“When you swap the letters of Denmark’s 3-star Michelin Noma, you get Namo,” says chef Chalermpon “Van” Rohitratana.
“When you swap the letters of Denmark’s 3-star Michelin Noma, you get Namo,” says chef Chalermpon “Van” Rohitratana (Rarb and DAG), explaining the name of their new pop-up. Leaving aside their little joke, he and Phanuphon “Black” Bulsuwan (Chiang Mai’s Blackitch Artisan Kitchen) are serious contenders on Thailand’s food scene.
The two have been at the forefront of the industry in introducing unsung local ingredients and sustainable produce from remote farmers into a larger spotlight. But they admit they are reconsidering their approach.
Chalermpon “Van” Rohitratana (on the left); Phanuphon “Black” Bulsuwan (on the right). Photo: Porpor Leelasestaporn / BK Magazine.
“For 6 to 7 years we have been placing an emphasis on local ingredients and strictly using them in our food. But if we really want to push them further, we have to take advantage of their knowledge on the already familiar imported ingredients,” Black says, expounding on the concept behind this pop-up.
Inside a tiny black space borrowed from Piman 49’s pub Tipsy Tuesday, the heart of the menu (B3,600 for 12 courses) lies within blending regional ingredients and elevating them on par with imported ingredients and modern techniques.
Open-faced sandwich and panipuri. Photo: Porpor Leelasestaporn / BK Magazine.
The first course arrives as an open-faced sandwich featuring pickled kohada fish and Iberico ham. The bell pepper sauce and passionfruit provide a great buffer to the dish, followed by hints of sweet sake in the aftertaste. Another fun craft was Japanese panipuri, a crisp fried sphere filled with larb-spiced chutoro and a liquid blend of tamarind and Japanese scallion—a nod to a collective craze for online Indian street food videos.
Next is Japanese sashimi, but there’s a catch: none of the ingredients are from Japan, even the wasabi.
“People normally back down when you serve them Thai fish sashimi,” Black tells BK about the fear of raw fish from the local water due to the difference in ocean temperatures.

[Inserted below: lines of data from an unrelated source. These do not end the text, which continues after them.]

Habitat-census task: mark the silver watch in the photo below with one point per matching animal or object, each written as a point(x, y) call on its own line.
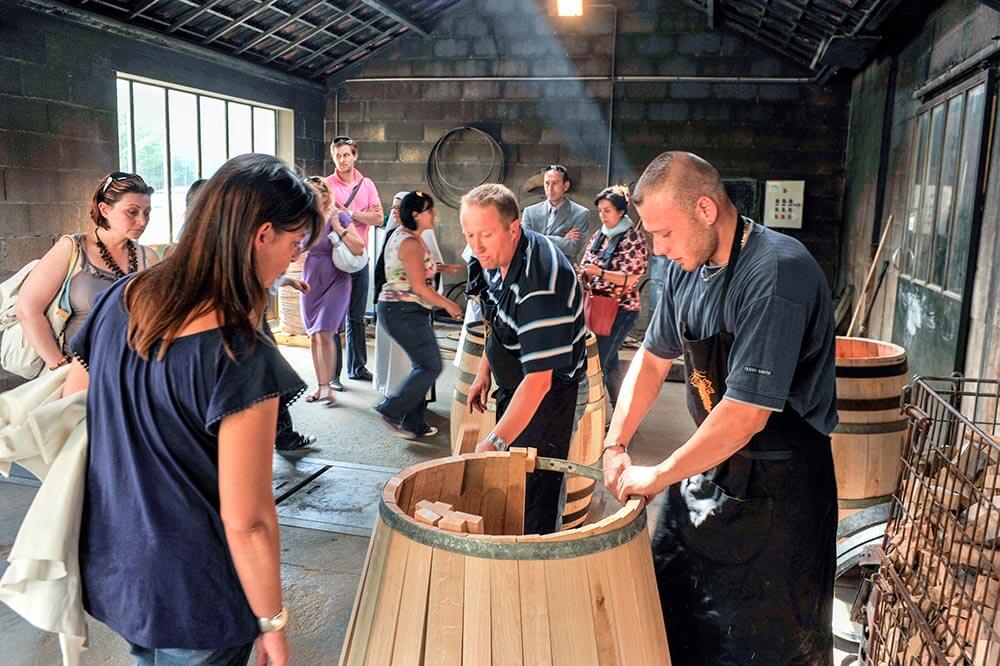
point(269, 625)
point(498, 442)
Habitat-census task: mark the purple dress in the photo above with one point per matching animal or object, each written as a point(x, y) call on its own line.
point(324, 307)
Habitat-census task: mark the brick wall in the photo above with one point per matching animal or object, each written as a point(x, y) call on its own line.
point(747, 129)
point(58, 123)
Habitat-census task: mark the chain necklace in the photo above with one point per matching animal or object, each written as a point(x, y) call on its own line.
point(709, 273)
point(133, 261)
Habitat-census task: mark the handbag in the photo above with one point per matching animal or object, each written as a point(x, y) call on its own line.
point(599, 312)
point(343, 258)
point(16, 355)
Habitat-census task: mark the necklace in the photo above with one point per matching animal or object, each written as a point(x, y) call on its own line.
point(709, 273)
point(133, 261)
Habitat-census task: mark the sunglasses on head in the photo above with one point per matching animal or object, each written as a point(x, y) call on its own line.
point(116, 177)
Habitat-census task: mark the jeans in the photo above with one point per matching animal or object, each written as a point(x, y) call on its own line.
point(237, 655)
point(608, 346)
point(357, 352)
point(408, 324)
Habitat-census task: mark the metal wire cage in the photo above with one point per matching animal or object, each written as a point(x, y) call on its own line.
point(936, 592)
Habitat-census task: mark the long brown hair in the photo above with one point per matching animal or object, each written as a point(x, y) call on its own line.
point(213, 267)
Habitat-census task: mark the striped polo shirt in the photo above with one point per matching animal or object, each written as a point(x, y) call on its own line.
point(539, 309)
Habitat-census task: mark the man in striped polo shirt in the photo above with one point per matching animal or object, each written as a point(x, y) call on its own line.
point(535, 345)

A giant trevally from Surat Thani. Photo: Porpor Leelasestaporn / BK Magazine.
Instead, they sourced a giant trevally from Surat Thani where fishers learn to prepare their newly-caught fish with shinkeijime and ikeijime methods and make their own version of wasabi with a blend of Chinese lettuce and mustard oil.
With precise incisions, the fish melts at first touch while the ‘fake’ wasabi gives off more subtle and gentle heat than its ‘real’ counterpart.
“Some of our earlier customers believed that they were eating the real blue fins,” he says.
Sweet corn tempura. Photo: Porpor Leelasestaporn / BK Magazine.
Another heavily Japanese influenced dish is the sweet corn tempura served with crispy golden chicken skin paired with chestnut cream blended with sea urchin and organic chicken liver. The parade of sweetness from chestnut and fried deep corn is cushioned by the chicken stock soup and salmon roe eggs. The smoked duck, meanwhile, is sou vide and air-dried at 58 celsius for three days, served alongside curry baba ganoush and Vietnamese pineapple chutney while the crispy papadum offers a satisfying crunch
Fried fish miang. Photo: Porpor Leelasestaporn / BK Magazine.
The calling card of the day was Korean-style miang pla bu (a traditional one-bite vegetable wrap with Thai gouby). It was irresistibly crispy on the outside and gave off an explosive oomp in the first bite. When wrapped with Japanese rocket leaves and Korean red chili paste, the fresh was extraordinarily moist and perfectly balanced.
For the main course, Namo’s baked rice has more nuance than it first appears. The menu is inspired from two episodes of Netflix’s Midnight Diner, with the duo adapting their own version of baked butter rice.
Namo's butter baked rice. Photo: Porpor Leelasestaporn / BK Magazine.
“The rice cooker we use for the dish is really a rare find; only two restaurants in Bangkok [Filets and Namo] use it,” Black claims. The steamed melting butter rice was topped with chuck-eye Himawari beef, marinated egg yolk, and bok choy. Inside tip: When you run out of meat, enjoy the leftover rice with the ochazuke-style chicken stock.
French almond cake with tangy kamquat jam. Photo: Porpor Leelasestaporn / BK Magazine.
The course ends with two desserts: burnt butter ice cream with warabi mochi with kinako powder and French almond cake financier flavored with tangy kumquat jam and served with Calamansi black tea.
Despite a Japanese core to their cuisine, Namo is expanding our taste borders. It redefines and broadens the scope of food that doesn’t focus only on high-end ingredients from haute culinary trends.
Namo serves two rounds per day at 6pm and 8.30pm and will operate until November, 2022 before closing.